Because of these differences, new dermis that is formed during the healing of embryonic wounds is normal, consisting of bundles of collagen arranged in a basket-weave pattern. In adults, healed dermis contains abnormally patterned collagen bundles, producing a scar.
Sirnaomics tested multiple combinations of growth factors and other proteins up-regulated in fetal tissue but downregulated in adult tissue to arrive at the combination of TGFB1 and COX-2 as its targets.
The company hopes that by blocking TGFB1, it can reduce the formation of abnormally patterned collagen bundles. Similarly, the biotech expects that the blockade of COX-2 will minimize the role of inflammation in the wound repair process and further reduce scarring.
In a preclinical porcine model, STP705 reduced the time to wound closure to about 20 days vs. 45 days for silver sulfadiazine, which is considered the standard of care for wound therapy. STP705 also resulted in reduced scarring and more normal skin morphology compared to placebo.
Sirnaomics is developing the therapeutic as a once-daily HKP nanoparticle topical formulation based on its ability to deliver the optimal dose to the wound site.

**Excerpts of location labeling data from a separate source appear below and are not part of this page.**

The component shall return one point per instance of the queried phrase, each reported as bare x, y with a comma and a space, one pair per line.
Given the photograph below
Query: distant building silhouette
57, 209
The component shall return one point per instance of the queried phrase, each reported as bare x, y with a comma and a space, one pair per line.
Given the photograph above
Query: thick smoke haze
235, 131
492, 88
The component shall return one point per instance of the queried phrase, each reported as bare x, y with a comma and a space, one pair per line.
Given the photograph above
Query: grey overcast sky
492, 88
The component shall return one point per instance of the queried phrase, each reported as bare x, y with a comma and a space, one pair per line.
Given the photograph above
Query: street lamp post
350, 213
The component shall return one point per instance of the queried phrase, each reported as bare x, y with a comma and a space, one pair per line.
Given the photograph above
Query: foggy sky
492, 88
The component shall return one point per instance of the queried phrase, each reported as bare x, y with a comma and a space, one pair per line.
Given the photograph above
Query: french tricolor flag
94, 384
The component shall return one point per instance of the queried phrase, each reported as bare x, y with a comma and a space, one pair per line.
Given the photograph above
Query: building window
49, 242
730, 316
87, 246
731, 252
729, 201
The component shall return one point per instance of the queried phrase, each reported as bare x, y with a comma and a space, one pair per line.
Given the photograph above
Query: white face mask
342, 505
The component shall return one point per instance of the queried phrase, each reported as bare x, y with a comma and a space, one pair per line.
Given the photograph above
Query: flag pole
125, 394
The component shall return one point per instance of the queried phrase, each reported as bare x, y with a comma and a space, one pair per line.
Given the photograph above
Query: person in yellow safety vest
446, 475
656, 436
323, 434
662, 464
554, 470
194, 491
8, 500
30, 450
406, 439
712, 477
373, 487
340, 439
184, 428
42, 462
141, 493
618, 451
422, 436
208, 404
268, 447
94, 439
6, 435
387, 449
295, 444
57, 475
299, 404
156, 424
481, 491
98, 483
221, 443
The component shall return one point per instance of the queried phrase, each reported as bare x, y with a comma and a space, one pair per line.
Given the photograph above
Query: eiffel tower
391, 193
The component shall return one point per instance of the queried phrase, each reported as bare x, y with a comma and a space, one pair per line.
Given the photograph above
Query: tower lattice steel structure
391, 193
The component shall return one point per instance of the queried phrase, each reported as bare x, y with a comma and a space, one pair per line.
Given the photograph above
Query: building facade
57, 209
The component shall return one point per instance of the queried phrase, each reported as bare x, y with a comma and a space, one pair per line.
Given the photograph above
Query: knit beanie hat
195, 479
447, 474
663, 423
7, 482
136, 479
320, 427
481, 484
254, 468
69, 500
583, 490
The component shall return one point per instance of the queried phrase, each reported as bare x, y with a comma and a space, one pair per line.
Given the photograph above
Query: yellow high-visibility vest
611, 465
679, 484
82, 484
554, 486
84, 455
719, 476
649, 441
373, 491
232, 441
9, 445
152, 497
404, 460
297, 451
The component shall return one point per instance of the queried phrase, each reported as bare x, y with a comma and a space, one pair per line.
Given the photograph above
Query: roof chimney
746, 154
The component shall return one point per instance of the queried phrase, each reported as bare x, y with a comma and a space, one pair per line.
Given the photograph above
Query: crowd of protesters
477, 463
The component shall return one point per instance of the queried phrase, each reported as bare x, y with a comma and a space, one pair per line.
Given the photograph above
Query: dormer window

“By using siRNAs delivered with the nanoparticle, we can control the relative dosing of each. Both are delivered to the same cells within the tissue at the appropriate concentration for maximal efficacy,”
Evans told BioCentury.
According to co-founder, President and CEO Patrick Lu, the HKP vector also has antimicrobial properties, which can help fight infection and improve time to healing.
Sirnaomics has exclusive rights to the HKP vector for siRNA delivery to treat wounds and ocular diseases from the University of Maryland School of Medicine.
The company is seeking a partner to help it advance the STP705 program, which it hopes to get into the clinic in the next 12 months.
Sirnaomics also hopes to use its combinatorial siRNA approach for other indications, including ophthalmology and infectious disease, for which it has preclinical programs.
Other compounds in development to prevent and reduce scarring after surgery include Juvista, an intradermal injection of human recombinant TGFB3 from Renovo Group plc.
Juvista is delivered via an intradermal injection to the wound site. A Phase III trial is testing two doses administered once following wound closure and again 24 hours later. Data are expected in 1H11.
Shire plc has rights to Juvista in North America.
COMPANIES AND INSTITUTIONS MENTIONED
Renovo Group plc (LSE:RNVO), Manchester, U.K.
Shire plc (LSE:SHP; NASDAQ:SHPGY), Basingstoke, U.K.
Sirnaomics Inc., Gaithersburg, Md.
University of Maryland School of Medicine, Baltimore, Md.